Сердце стукнет в груди и остановится. Что я наделала! Игла теперь до конца дойдет, не простит мне она. Никогда.
– Не говори так. Ты же другую хотел, – гляжу в его глаза черные, а он к губам наклоняется. – Скажи, что ты сейчас лукавишь, что обманываешь. Не играй с моей душою. Как кот с мышкою.
– Это ты играешься, шитьем забавляешься, маленькая, а я просто люблю тебя.
– Се-е-емен, что ж ты раньше не сказал, милый мой? Зачем молчал? Не остановить уже иголочку, не оторвать нить. Другая к тебе пришьется. Не я.
Поцелует горячо, обнимая.
– Боялся, дурак. Казалось, что тянет к тебе просто из-за того, что взаперти столько времени, но нет же – весна идет, и не хочу уезжать.
– Поздно… Поздно, понимаешь? Не исправить теперь. Права была бабушка, – я лицо руками закрою. – Нельзя было открывать тебе. Нельзя было впускать в дом. И мне жизнь не мила теперь, и твоя разрушится.
– Разве ты не волшебница? Отмени свое шитье.
Прикосновения нежные, поцелуи сладкие. Кажется мир иным сделался. Не могу оттолкнуть его, не могу сердце связанное закрыть. Отвечаю ему неистово, горячо, со стонами, а сама знаю, что не быть нам вместе. Пред-на-чер-та-но.

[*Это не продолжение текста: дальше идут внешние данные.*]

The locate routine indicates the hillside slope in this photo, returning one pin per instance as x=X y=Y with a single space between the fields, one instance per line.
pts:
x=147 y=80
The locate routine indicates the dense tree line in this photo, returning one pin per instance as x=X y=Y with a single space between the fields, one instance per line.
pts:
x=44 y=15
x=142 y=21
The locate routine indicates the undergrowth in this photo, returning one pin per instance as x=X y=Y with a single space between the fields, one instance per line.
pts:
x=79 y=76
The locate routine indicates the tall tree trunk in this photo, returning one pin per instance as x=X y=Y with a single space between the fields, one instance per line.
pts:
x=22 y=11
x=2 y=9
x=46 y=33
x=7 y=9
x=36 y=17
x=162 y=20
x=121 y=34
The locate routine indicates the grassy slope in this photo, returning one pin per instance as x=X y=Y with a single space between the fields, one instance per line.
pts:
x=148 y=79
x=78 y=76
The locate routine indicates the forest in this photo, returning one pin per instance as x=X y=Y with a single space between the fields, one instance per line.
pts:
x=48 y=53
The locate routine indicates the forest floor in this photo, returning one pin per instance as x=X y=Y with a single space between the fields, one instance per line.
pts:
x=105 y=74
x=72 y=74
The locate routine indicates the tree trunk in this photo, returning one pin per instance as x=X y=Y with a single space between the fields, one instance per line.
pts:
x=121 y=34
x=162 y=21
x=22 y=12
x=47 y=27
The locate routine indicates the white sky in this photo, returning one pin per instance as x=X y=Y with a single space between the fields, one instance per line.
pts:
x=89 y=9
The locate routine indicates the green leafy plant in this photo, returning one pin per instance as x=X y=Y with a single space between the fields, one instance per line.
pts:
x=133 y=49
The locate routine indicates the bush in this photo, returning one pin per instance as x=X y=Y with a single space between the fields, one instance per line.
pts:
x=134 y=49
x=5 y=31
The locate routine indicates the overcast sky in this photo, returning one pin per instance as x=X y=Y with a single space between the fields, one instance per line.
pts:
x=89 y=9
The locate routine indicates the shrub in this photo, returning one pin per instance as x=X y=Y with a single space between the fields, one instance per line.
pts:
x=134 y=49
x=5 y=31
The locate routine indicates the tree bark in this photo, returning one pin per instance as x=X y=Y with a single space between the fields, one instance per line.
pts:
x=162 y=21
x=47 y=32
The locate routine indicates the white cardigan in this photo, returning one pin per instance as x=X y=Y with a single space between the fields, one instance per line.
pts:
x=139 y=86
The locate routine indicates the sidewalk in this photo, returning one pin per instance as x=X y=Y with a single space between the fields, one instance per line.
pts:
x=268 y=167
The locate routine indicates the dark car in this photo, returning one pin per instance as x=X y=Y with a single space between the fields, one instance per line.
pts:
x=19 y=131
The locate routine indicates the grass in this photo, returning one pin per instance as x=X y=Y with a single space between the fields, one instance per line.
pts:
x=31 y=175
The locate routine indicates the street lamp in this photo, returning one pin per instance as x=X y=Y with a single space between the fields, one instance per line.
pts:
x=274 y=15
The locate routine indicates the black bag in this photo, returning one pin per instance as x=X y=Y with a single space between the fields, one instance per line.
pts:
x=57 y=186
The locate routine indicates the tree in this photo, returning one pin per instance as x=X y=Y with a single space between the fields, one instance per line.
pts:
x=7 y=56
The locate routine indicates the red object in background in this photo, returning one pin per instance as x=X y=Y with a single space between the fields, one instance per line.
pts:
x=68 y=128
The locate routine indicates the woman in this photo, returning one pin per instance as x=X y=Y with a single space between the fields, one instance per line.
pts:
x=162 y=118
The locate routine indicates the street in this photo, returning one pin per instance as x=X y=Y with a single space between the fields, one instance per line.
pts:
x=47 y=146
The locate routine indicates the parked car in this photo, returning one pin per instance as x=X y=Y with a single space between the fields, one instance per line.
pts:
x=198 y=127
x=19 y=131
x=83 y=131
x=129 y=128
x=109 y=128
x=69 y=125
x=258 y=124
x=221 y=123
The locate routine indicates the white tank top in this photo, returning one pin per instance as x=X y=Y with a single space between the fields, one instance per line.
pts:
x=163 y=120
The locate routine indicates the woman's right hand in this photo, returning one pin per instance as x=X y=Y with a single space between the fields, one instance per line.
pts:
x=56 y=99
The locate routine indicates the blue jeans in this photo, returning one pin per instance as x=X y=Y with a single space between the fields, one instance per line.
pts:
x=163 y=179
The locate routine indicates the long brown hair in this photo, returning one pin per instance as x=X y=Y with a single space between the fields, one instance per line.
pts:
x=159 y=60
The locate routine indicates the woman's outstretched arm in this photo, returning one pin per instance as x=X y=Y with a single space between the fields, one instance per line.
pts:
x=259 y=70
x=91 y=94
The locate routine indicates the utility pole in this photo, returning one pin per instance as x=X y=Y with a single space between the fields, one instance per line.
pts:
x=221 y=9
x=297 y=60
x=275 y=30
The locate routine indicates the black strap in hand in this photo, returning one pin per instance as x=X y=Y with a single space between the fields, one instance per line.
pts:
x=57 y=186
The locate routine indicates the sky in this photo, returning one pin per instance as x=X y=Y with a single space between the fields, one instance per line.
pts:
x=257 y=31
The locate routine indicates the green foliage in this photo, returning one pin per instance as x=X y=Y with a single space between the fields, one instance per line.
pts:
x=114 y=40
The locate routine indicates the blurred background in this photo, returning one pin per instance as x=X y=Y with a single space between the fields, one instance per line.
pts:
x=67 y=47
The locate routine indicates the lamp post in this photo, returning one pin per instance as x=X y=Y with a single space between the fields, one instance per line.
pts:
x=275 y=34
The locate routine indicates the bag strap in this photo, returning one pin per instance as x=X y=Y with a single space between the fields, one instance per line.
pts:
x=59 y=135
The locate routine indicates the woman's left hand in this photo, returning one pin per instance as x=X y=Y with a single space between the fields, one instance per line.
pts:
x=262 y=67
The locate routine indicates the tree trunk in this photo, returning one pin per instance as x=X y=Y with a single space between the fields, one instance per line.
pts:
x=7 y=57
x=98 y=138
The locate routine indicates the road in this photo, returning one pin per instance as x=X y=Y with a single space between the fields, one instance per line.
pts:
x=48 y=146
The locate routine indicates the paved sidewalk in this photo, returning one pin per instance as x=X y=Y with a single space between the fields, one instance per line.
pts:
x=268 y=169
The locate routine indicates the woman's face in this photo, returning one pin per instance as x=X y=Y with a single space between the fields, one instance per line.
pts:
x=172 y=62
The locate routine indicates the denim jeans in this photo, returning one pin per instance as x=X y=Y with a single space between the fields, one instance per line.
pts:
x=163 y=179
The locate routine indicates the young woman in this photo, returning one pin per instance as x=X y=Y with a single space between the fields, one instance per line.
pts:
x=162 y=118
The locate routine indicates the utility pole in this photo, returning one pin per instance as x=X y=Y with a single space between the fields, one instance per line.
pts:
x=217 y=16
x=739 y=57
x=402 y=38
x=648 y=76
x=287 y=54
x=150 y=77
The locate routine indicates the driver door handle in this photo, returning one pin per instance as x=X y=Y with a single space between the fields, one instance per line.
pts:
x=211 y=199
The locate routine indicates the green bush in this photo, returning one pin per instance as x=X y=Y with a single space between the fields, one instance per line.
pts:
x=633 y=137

Как уснет Семен, я к столу подойду. Слезы высохнут, да горит душа ярким пламенем. Иголочка засмеется и стежки новые вышьет. Нить завьется красочно и последний крест войдет острием в самое сердце.
Вот и конец моей сказки. Вот он.
Утром встанет милый, что в любви признавался, и покинет меня. Потому что я сама пришила ему судьбу другую. Красивую, но другую.
Так и станется. Волшебство не отменить, не вернуть. Заплатить только нужно. И волю чуда исполнить.
Семен проснется холодный и чужой. Заберет вышивку и помчится к другой, милой да пригожей.
Закрою дверь за ним и взвою в потолок. Сама виновата. Больно так, что яркое солнце кажется паяльником жгучим. Светит в окно, издевается, а мне кричать хочется. Что ж вы, духи, не спасли меня?! Что мне ваши знаки и предупреждения. Бабушка, забери к себе, подари мне свободу и покой. Не смогу без него.